Jakarta –
Anggota DPRD DKI Jakarta Francine Widjojo mendorong Jakarta bertransformasi menjadi kota global yang ramah hewan. Salah satunya, ia mengusulkan revisi Peraturan Daerah (Perda) Pengawasan Hewan Rentan Rabies Tahun 1995.
Usulan tersebut disampaikan Francine pada diskusi ‘Kebijakan Kesehatan dan Kesejahteraan Hewan di DKI Jakarta’. Diskusi ini diselenggarakan oleh Dinas Ketahanan Pangan, Kelautan, dan Pertanian (DKPKP) Provinsi DKI Jakarta, Rabu (30/10/2024).
“Salah satu hal yang harus disiapkan untuk menjadi kota global adalah dukungan pada perlindungan dan kesejahteraan hewan di Jakarta,” kata Francine melalui keterangan tertulis, Kamis (31/10/2024).
Politikus PSI itu memandang revisi pada Peraturan-peraturan Daerah (Perda) di Jakarta terkait perlindungan dan kesejahteraan hewan diperlukan.
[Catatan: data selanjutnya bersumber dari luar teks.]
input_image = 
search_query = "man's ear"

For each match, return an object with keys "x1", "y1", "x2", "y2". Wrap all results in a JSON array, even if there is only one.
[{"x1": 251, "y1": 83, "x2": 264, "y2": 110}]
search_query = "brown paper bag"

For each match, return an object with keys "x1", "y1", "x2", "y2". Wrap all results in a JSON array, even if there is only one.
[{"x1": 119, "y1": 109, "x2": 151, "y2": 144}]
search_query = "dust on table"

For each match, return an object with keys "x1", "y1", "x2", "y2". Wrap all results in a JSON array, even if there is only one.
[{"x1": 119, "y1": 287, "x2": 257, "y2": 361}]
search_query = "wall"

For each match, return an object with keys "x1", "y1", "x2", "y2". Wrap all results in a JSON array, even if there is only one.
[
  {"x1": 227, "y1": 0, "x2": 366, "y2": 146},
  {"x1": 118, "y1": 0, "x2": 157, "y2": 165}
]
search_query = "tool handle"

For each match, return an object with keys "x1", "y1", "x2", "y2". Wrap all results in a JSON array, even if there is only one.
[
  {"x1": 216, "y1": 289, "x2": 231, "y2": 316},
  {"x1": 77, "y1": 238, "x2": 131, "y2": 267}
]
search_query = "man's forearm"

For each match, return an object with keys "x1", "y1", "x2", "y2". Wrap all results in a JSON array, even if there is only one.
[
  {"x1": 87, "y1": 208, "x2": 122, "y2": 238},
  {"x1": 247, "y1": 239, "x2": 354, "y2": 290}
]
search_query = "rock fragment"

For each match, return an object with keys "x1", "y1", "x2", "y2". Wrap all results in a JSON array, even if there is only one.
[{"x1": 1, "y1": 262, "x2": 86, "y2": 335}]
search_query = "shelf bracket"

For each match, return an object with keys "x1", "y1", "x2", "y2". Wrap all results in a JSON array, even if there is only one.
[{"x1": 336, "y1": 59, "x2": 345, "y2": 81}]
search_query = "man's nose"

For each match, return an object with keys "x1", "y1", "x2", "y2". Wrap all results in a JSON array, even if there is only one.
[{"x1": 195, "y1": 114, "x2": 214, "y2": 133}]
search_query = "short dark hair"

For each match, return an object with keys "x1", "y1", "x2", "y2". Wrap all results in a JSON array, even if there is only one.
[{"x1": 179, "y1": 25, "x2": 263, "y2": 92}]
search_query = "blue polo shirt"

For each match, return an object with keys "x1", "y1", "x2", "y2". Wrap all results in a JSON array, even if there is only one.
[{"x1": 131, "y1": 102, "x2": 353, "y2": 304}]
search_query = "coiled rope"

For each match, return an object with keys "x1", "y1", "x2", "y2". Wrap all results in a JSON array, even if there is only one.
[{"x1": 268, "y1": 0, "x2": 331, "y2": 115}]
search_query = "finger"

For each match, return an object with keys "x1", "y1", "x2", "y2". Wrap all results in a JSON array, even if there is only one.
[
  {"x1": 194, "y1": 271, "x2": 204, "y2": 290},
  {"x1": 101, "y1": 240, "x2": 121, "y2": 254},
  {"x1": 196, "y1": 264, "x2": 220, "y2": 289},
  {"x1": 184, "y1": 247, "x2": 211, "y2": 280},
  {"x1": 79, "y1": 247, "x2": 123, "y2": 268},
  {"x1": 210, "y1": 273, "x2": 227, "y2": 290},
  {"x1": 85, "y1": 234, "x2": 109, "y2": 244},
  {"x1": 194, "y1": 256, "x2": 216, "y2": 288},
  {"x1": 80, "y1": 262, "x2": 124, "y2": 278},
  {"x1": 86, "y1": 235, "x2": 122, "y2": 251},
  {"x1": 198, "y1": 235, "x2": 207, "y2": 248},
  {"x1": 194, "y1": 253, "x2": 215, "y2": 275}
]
Sebab, perda itu sudah berlaku hampir 30 tahun sehingga perlu disesuaikan dengan perkembangan zaman. Bahkan, Francine juga menyoroti adanya kesalahan ketik fatal dalam Perda itu yang tidak pernah diperbaiki sejak 1995.
“Salah satunya Perda DKI Jakarta Nomor 11 Tahun 1995 tentang Pengawasan Hewan Rentan Rabies, serta Pencegahan dan Penanggulangan Rabies di Daerah Khusus Ibukota Jakarta,” ujarnya.
“Bahkan istilah hewan rentan rabies saja sudah lama berubah menjadi Hewan Penular Rabies atau HPR,” sambungnya.
“Di situ tertulis setiap rumah di Jakarta hanya boleh memelihara maksimal 5 HPR tanpa melihat luasan rumah dan lahannya. Harus ada kajian yang lebih dalam sebelum menentukan hal-hal semacam ini,” ujar Francine.
Anggota DPRD DKI Jakarta Francine Widjojo (Foto: Dok. Istimewa)
Anggota Komisi B DPRD DKI itu mengakui masih banyak aturan yang perlu dibuat dan disempurnakan. Tujuannya supaya Jakarta dapat menjadi kota yang ramah hewan.
Francine juga menyoroti perlunya kepedulian pejabat pemerintah di Jakarta dalam menyiapkan langkah penanggulangan populasi hewan, Prinsipnya, penanggulangan dilakukan tanpa mengabaikan keselamatan dan kesejahteraan hewan.
“Pejabat pemerintah harus memiliki empati terhadap hewan terlantar dan memiliki pemahaman yang sama untuk mengendalikan populasi tanpa meninggalkan prinsip kesejahteraan hewan,” imbuhnya.